Ask the EcoGeek is a syndicated column provided by EcoGeek.org. If you want to ask a question, send it to Hank through our submission form.
Tags: Automobiles, Big Business, electric car, ev, ev1, phoenix, Science and Tech, tesla, Transportation

August 3rd, 2007 at 9:44 pm
The electric cars coming from Tesla and others are expensive mostly because they are built in such small quantities. Even the Ford Focus would cost $100,000 if they only built 100 (or less) at a time.
What is needed are govt. incentives to get them going until the volumes get high enough for economies of scale to take over. Tesla has a smart plan. After the roadster, they’ll come out with a high end sedan, at a lower, (though still high) price, produced at 10 times the volume of the roadster.
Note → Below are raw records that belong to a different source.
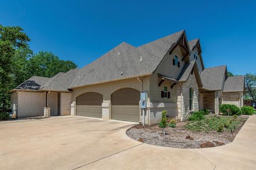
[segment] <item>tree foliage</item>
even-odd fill
[[[256,73],[245,75],[246,96],[256,101]]]
[[[0,24],[0,106],[10,104],[10,90],[32,76],[52,77],[77,67],[51,52],[33,54],[30,40],[20,27]]]
[[[231,72],[228,72],[228,76],[234,76],[233,73]]]

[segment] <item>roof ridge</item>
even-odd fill
[[[140,47],[142,47],[142,46],[145,46],[145,45],[148,45],[148,44],[150,44],[150,43],[152,43],[152,42],[157,41],[158,41],[158,40],[161,40],[161,39],[163,39],[163,38],[167,38],[167,37],[169,37],[169,36],[172,36],[172,35],[176,35],[176,34],[178,34],[178,33],[182,33],[182,32],[185,32],[185,30],[180,30],[180,31],[179,31],[174,32],[174,33],[173,33],[169,34],[169,35],[167,35],[167,36],[164,36],[164,37],[163,37],[158,38],[158,39],[156,39],[156,40],[153,40],[153,41],[150,41],[150,42],[147,42],[147,43],[142,44],[142,45],[140,45],[140,46],[136,47],[136,48],[140,48]]]

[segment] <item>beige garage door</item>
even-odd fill
[[[76,97],[77,116],[101,118],[103,96],[97,92],[86,92]]]
[[[123,88],[111,95],[111,118],[132,122],[140,121],[140,95],[139,91]]]

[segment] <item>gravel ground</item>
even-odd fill
[[[175,128],[166,128],[165,135],[157,125],[145,127],[136,125],[128,129],[126,134],[134,140],[150,144],[177,148],[201,148],[201,144],[207,141],[213,143],[215,146],[231,142],[244,124],[232,134],[229,131],[211,131],[208,133],[193,132],[184,128],[186,123],[178,122]],[[193,139],[187,139],[188,135]]]

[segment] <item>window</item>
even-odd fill
[[[167,86],[164,86],[164,97],[167,97],[168,96],[168,88]]]
[[[175,60],[175,65],[178,66],[178,65],[179,64],[178,63],[179,61],[178,60],[178,56],[177,55],[175,56],[174,60]]]
[[[192,110],[192,106],[193,105],[193,89],[189,88],[189,110]]]

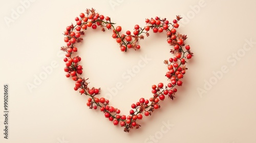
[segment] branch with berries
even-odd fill
[[[160,108],[159,102],[164,100],[165,97],[173,100],[177,92],[175,87],[182,85],[181,79],[184,77],[187,69],[185,66],[186,60],[193,56],[193,53],[190,51],[190,46],[185,43],[186,35],[177,32],[179,26],[178,22],[181,19],[182,17],[179,15],[172,22],[166,18],[161,19],[159,17],[146,19],[144,27],[136,25],[132,33],[127,31],[125,34],[121,34],[122,27],[115,27],[115,23],[111,21],[110,17],[96,13],[93,8],[88,9],[85,13],[81,13],[79,17],[75,18],[75,25],[72,23],[67,27],[64,32],[64,41],[66,42],[66,45],[61,47],[60,50],[66,53],[66,57],[63,59],[66,63],[64,70],[67,73],[66,76],[71,78],[75,81],[75,90],[79,90],[81,94],[89,97],[87,105],[90,109],[99,109],[104,116],[113,122],[114,125],[124,127],[125,132],[129,132],[133,128],[139,129],[141,126],[137,123],[139,121],[142,120],[143,116],[151,115],[154,111]],[[91,28],[94,30],[100,28],[103,32],[106,30],[112,30],[112,37],[116,40],[122,52],[132,49],[140,49],[141,46],[138,44],[139,41],[143,39],[144,36],[149,36],[150,31],[153,31],[153,33],[165,32],[167,42],[172,47],[170,53],[175,55],[174,57],[164,61],[168,68],[165,76],[169,83],[166,86],[162,83],[153,85],[151,98],[149,99],[140,98],[137,102],[132,104],[132,109],[129,115],[121,114],[119,109],[110,105],[109,100],[98,97],[100,88],[88,86],[88,79],[80,76],[83,71],[82,66],[79,64],[81,57],[72,56],[73,53],[78,51],[76,43],[82,42],[81,35],[84,35],[86,30]]]

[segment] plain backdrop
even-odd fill
[[[248,0],[2,2],[0,142],[255,142],[255,5]],[[195,55],[183,84],[174,101],[161,102],[160,109],[129,133],[89,109],[87,97],[65,76],[62,34],[91,8],[124,32],[144,26],[147,18],[183,17],[179,32],[187,35]],[[88,30],[78,54],[91,87],[100,87],[100,96],[108,95],[127,114],[132,103],[152,96],[152,85],[168,83],[163,61],[173,56],[172,47],[165,34],[151,32],[140,41],[140,50],[122,53],[111,35]],[[116,92],[117,83],[122,88]],[[8,139],[3,134],[5,84],[9,85]]]

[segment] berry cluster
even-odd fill
[[[173,22],[169,22],[166,18],[160,19],[159,17],[155,18],[146,19],[146,26],[141,27],[136,25],[134,27],[133,34],[130,31],[124,34],[120,34],[122,28],[120,26],[114,27],[114,23],[111,21],[111,18],[104,17],[96,13],[94,9],[87,9],[86,12],[80,14],[75,20],[76,25],[72,24],[66,28],[64,32],[64,41],[67,45],[62,46],[61,50],[66,52],[63,60],[66,62],[64,70],[67,72],[67,78],[72,77],[75,81],[74,89],[79,90],[81,94],[84,94],[89,96],[87,105],[91,109],[99,108],[104,113],[106,118],[113,122],[114,125],[119,125],[124,127],[124,131],[129,132],[131,129],[138,129],[140,125],[137,122],[142,120],[143,116],[151,115],[153,111],[160,107],[159,101],[163,101],[166,97],[173,100],[177,89],[175,87],[182,85],[181,79],[183,78],[187,69],[185,64],[186,60],[190,59],[193,53],[190,51],[190,46],[186,45],[184,41],[186,35],[181,35],[177,32],[179,28],[178,21],[181,19],[177,16]],[[167,42],[173,48],[170,50],[172,54],[175,57],[170,58],[168,60],[164,60],[164,63],[167,65],[168,72],[165,76],[168,79],[169,83],[164,86],[162,83],[157,85],[152,86],[153,96],[148,100],[141,98],[136,103],[131,105],[132,109],[128,115],[120,114],[120,110],[110,105],[109,100],[104,98],[99,98],[100,88],[88,87],[88,79],[80,77],[82,73],[82,66],[79,64],[81,58],[79,56],[72,57],[73,53],[77,52],[77,47],[75,46],[76,43],[82,41],[81,35],[84,34],[84,30],[91,27],[96,29],[100,27],[102,31],[106,29],[113,29],[112,37],[116,39],[119,44],[121,51],[126,51],[127,49],[138,50],[140,45],[138,44],[139,39],[144,38],[143,34],[147,37],[150,35],[148,32],[152,30],[154,33],[166,32]],[[183,47],[185,46],[185,49]]]

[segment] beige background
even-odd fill
[[[5,1],[0,6],[1,94],[4,84],[10,86],[9,139],[3,134],[1,96],[1,142],[256,142],[253,1],[38,0],[26,3],[26,8],[24,1]],[[146,18],[159,16],[170,21],[176,15],[184,17],[180,32],[187,35],[195,56],[187,64],[183,85],[174,101],[165,100],[153,116],[144,117],[139,130],[129,134],[100,112],[89,110],[87,98],[74,91],[74,82],[65,77],[59,50],[65,44],[61,33],[92,7],[110,16],[124,31],[135,24],[143,26]],[[15,18],[13,9],[20,12]],[[7,17],[13,21],[8,24]],[[83,75],[90,78],[91,86],[102,88],[102,96],[121,83],[122,88],[110,98],[122,113],[127,114],[141,97],[151,97],[152,85],[167,83],[162,62],[170,57],[170,47],[164,34],[152,34],[141,41],[139,51],[124,53],[111,32],[91,31],[79,45]],[[138,65],[140,56],[151,60],[131,80],[122,77]],[[30,91],[28,83],[34,84],[35,76],[44,74],[44,68],[49,66],[52,71]],[[199,93],[199,88],[205,92]]]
Then a more mid-range sedan, at even lower price, at 10 times the volume of the first sedan. I see no reason this won’t work, especially if gas prices continue to climb.
August 4th, 2007 at 4:01 am
The cars coming from Tesla are expensive because of $30,000 battery packs that will only last a few years (think of your laptop battery). $30,000 added on to their cost when you buy. And repeated every few years. $100,000 is just the cost to get in the door.
August 4th, 2007 at 4:52 pm
The cost of the battery pack at today’s Li-ion cell prices is somewhere around $20,000, not $30,000. Based on the price trends of Li-ion cells, Tesla estimated that the replacement cost after five years should be about $12,000.
The batteries degrade gradually with time and use. How long they last will depend on how much degradation of range and power you, as a driver, are willing to accept. Tesla have rated them for five years, which should be about the minimum service life — but it’s possible to stretch them further.
By that time the battery chemistry should be improved, and the capacity and life span of the replacement batteries should be much better. It’s possible that the first replacement set might be the last set the car ever needs.
If you look at the big picture, this obviously isn’t ready for the masses yet. The batteries cost too much, don’t last long enough. However, if you look at where all this is leading. . . Even a “worn out” battery in a Tesla will take it further than a brand new EV1 was able to go. Battery chemistries are being studied now which should extend the service life hugely, and getting the price down is really more of a manufacturing problem than a R&D problem. So yeah, I’m optimistic that electric cars (and PHEVs) will start making inroads into the market within the next 5 years or so.
August 6th, 2007 at 12:16 pm
I hate to rain on your parade, but was there any analysis
done on raw materials for batteries. Will we run out of Lithium or Nickel if EVs are mass produced?